Paul ayant demandé aux pêcheurs s'ils n'avaient pas remarqué un petit chien noir, l'un deux se retourna et répondit:

-Ah! non ...du tout ! Pourquoi, vous l'avez perdu?

Paul acquiesça.

-Mais dites ! Étiez-vous au barrage, peut-être?

-Oui, dit Paul. Nous étions tout près du barrage et sans participer au massacre d'ailleurs. Dans cette foule infernale, Ulysse a disparu... d'un coup.
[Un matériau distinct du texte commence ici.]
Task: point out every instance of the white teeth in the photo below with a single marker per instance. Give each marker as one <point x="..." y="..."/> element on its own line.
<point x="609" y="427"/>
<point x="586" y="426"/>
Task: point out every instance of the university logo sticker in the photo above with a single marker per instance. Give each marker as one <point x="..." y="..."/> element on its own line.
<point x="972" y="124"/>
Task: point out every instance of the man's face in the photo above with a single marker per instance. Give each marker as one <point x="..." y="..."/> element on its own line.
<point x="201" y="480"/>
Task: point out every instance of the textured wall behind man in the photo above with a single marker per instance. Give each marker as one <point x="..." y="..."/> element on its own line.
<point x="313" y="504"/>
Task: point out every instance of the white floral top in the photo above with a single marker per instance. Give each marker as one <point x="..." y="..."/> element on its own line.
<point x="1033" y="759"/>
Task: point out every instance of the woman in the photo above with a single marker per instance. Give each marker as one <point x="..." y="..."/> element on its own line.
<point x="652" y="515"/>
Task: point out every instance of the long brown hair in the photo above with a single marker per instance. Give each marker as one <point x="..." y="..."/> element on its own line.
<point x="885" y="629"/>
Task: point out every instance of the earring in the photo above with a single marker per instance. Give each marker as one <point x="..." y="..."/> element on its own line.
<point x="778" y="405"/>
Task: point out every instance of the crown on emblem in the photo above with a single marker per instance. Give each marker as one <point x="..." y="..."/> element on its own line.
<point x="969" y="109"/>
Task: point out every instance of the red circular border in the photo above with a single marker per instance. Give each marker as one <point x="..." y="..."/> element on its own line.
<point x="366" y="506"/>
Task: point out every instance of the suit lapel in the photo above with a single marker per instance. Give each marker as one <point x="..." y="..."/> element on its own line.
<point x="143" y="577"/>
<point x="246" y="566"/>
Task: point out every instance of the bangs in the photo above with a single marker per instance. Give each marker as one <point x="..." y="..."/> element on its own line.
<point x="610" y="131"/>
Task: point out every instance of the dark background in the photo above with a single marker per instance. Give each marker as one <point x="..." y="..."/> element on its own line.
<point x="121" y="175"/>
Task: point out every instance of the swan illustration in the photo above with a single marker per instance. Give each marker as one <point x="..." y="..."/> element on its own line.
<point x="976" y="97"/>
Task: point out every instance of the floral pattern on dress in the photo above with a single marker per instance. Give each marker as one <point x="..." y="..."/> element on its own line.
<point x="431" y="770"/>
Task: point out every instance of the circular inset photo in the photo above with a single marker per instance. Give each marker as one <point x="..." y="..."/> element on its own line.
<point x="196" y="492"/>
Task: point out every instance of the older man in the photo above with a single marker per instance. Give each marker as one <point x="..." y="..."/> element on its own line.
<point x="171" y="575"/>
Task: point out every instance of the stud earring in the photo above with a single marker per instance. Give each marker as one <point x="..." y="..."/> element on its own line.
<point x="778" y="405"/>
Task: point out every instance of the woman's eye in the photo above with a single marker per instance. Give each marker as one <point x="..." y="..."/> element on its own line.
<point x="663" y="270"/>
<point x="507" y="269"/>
-Et votre chien, il est de race?

-Oui, c'est un pinscher.

-Alors ne cherchez plus, Monsieur ! Excusez-moi d'être aussi direct, mais votre chien vous a été volé. Sous ce pont, il y a des gens comme il faut, mais aussi beaucoup de voyous. ceux-là font feu de tout bois. Ils sont bien organisés, vous savez ... Ils pêchent, enfin ...ils braconnent pour vendre leurs prises! Et la nuit, ils viennent avec de gros tridents et accrochent le poisson par la queue, par le ventre par le dos. C'est une catastrophe ! Ils sont aussi à l'affût du beau matériel de pêche, des roues de voiture, des autoradios. Ils chapardent tout ce qui est monnayable. Alors pourquoi pas un chien ? ... un chien de race!

La bonne femme, se levant péniblement de sa chaise basse pour déposer un petit mulet dans son panier, interrompit la discussion.

-Enfin ! Charles ! ...Tu exagères, dit-elle. N'agace pas ces messieurs avec tes histoires ! il s'est égaré ce toutou. Le site est vaste ...Il doit visiter les environs.

Paul devenait blême, imaginant le pire, pensant très fort à son fidèle compagnon. Il semblait vouer à cette bête une affection excessive, peut-être l'affection qu'il n'avait pu trouver dans la vie de couple ou dans le privilège de la paternité. Aussi, d'un ton agressif qui ne lui ressemblait guère, il lança à Louis :

-Je te préviens, je ne rentre pas au village sans le chien ! On va le chercher partout ... partout!!.PARTOUT !!

Louis, culpabilisant un peu, suggéra à son cousin de ne pas dramatiser la situation. Il promit, en outre, que très vite, on retrouverait Ulysse. Puis ils se séparèrent ; Paul retourna vers la voiture et Louis se dirigea sur la berge nord du chenal. Et chacun, soucieux, sifflait, appelait l'animal de toute la force de sa gorge, frappait dans ses mains, marchait à pas pressés, espérant sans cesse apercevoir trottiner une petite silhouette brune.